Cathodic protection of steel framed masonry structures.

The identification of "Regent Street Disease" in the United Kingdom in the late 1970's highlighted the problems of the corrosion of iron and steel frames and other structural components in historically sensitive buildings. This has resulted in serious consequences with respect to serviceability, safety, aesthetics and heritage.Cathodic protection is a proven method for preventing and protecting buried and submerged steel and reinforced concrete structures from corrosion. More recently, the method has been introduced to prevent and control corrosion in steel-framed masonry structures. However, with several sizeable installations in the UK, there are no formal guidelines for the design, installation and operation of such systems and much of the knowledge is based on empirical observations. The work presented in the thesis investigates the polarisation of structural steel sections in masonry environments; the distribution of current and potential in representative cathodic protection systems for steel-framed masonry structures; the effect of masonry type and joints width on protective current and potential distribution and stray current corrosion. These studies are considered essential in the understanding of the mechanisms of cathodic protection and the design of optimised cathodic protection systems for such structures. The study has involved both experimental measurements and boundary element modelling. The results have identified how the several key factors, such as the electrolyte resitivity, anode locations, masonry types and joint width, influence the distribution of the protective current and potential on the steel surface.Furthermore, the work has confirmed that boundary element modelling can provide a powerful technique for analysing and optimising the design of cathodic protection systems for steel framed masonry structures.
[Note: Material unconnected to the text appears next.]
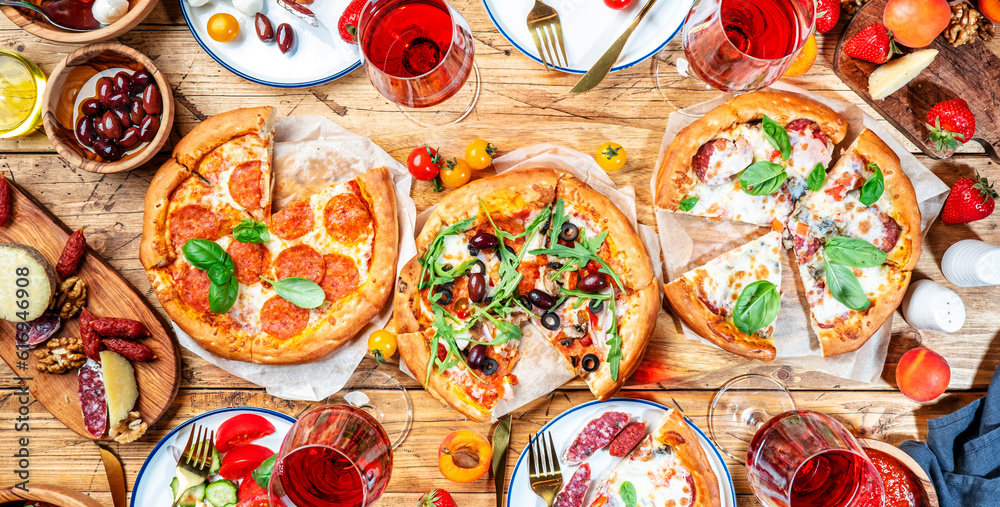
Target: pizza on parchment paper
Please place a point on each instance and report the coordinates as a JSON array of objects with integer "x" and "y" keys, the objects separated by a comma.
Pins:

The technique also generates valuable information about the level of interference in terms of current density on the surface of stray current affected components and is therefore a valuable tool for the analysis of possible CP interference in steel-framed masonry buildings.It is hoped that the output from this work will help progress the development of this technology and contribute to the development of formal guidelines and standards for the cathodic protection of steel-framed masonry buildings.